Testimony on behalf of the
International Dairy Foods Association
presented before the House Agriculture Subcommittee
on Livestock and Horticulture

May 22, 2001

Presented by Constance E. Tipton
Senior Group Vice President

It is my pleasure to provide this testimony on behalf of the International Dairy Foods Association, the Washington, D.C.-based organization representing the nation's dairy processing and manufacturing industries and their suppliers. IDFA consists of three constituent organizations: Milk Industry Foundation, National Cheese Institute and International Ice Cream Association. Our 500-plus members range from large corporations to single-plant operations, and represent more than 80% of the total volume of processed fluid milk products and related cultured dairy products, ice cream and frozen desserts, and cheese produced and distributed in the United States. The membership also includes companies that supply goods and services to dairy processors who are reliant on the overall success of the dairy industry.

In this testimony we hope to convey three important messages.

  1. Future dairy policy should attempt to eliminate or at least lessen the market intervention and regional distortions created by current dairy programs while providing a reasonable safety net for dairy producers.


  2. Enhanced risk management tools for milk buyers and sellers are needed to allow producers and processors to better manage their business.


  3. Working together, dairy producers and processors can create more opportunities for growth throughout the industry.

Future Policy Objectives

Our member companies are anxious to work with Congress to develop dairy policy that will improve market conditions for producers without artificially increasing prices to consumers. We believe this is possible while at the same time lessening the milk price distortions that currently exist from one dairy producing region to another. The multiple, complex dairy programs that are currently in place continue to be a very disruptive force within the dairy industry.

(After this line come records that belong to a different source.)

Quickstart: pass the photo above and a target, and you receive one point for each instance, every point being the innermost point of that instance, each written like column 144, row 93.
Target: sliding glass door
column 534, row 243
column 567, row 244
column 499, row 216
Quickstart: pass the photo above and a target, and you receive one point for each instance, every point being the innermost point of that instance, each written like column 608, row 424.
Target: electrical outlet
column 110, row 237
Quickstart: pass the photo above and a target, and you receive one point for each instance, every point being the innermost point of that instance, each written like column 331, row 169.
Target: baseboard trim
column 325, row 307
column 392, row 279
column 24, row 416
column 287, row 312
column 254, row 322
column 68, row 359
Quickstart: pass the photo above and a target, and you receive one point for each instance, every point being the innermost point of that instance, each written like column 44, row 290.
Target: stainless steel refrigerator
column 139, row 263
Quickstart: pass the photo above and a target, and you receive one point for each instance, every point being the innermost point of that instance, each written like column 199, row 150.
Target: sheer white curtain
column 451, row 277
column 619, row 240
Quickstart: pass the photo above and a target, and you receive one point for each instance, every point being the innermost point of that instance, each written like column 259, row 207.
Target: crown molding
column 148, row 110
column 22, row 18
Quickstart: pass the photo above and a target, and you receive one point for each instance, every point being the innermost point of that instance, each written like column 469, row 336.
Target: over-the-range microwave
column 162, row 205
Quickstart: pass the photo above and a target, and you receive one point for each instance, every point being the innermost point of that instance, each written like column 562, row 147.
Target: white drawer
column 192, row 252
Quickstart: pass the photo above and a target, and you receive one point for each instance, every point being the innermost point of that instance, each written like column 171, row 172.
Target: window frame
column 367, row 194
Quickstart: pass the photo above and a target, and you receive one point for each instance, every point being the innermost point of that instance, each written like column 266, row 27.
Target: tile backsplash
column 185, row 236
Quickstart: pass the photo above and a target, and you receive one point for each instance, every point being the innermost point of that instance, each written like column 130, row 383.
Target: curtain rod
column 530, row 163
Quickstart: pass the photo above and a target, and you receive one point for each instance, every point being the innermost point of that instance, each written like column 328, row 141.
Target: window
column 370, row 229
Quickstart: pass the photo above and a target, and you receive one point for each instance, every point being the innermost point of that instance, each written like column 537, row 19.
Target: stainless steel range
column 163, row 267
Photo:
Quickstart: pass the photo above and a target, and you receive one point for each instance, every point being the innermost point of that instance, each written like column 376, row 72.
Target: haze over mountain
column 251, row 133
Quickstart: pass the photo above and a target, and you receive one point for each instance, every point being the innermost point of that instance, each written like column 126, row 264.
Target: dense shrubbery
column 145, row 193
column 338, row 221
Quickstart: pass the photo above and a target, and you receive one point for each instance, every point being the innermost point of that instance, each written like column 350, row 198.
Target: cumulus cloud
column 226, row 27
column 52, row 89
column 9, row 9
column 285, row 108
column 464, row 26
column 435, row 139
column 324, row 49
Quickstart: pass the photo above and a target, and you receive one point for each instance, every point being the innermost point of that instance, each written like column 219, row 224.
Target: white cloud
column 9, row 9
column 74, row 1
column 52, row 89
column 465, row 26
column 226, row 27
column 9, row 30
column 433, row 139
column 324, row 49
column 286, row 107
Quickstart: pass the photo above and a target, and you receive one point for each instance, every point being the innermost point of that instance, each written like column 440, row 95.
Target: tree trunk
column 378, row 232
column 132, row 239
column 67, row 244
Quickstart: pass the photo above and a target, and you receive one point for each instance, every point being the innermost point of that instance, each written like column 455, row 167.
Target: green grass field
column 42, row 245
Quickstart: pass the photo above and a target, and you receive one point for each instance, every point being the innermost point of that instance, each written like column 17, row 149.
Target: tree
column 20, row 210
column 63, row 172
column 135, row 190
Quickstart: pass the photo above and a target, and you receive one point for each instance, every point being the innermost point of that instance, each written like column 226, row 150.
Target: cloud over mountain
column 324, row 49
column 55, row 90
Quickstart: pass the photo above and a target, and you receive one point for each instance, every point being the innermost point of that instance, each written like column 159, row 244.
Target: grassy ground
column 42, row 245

To measure various policy options, our boards of directors have recommended four criteria against which all dairy policy proposals should be evaluated. Any new dairy policy should:

  • Be national in scope and minimize artificial enhancements of milk and dairy product prices, especially those that benefit some regions to the detriment of others;


  • Provide a safety net for dairy producers that, to the maximum extent possible, does not artificially interfere with market prices;


  • Promote the development and use of risk management tools by all segments of the dairy industry; and,


  • Be consistent with our country's obligations, commitments and objectives with respect to international trade agreements.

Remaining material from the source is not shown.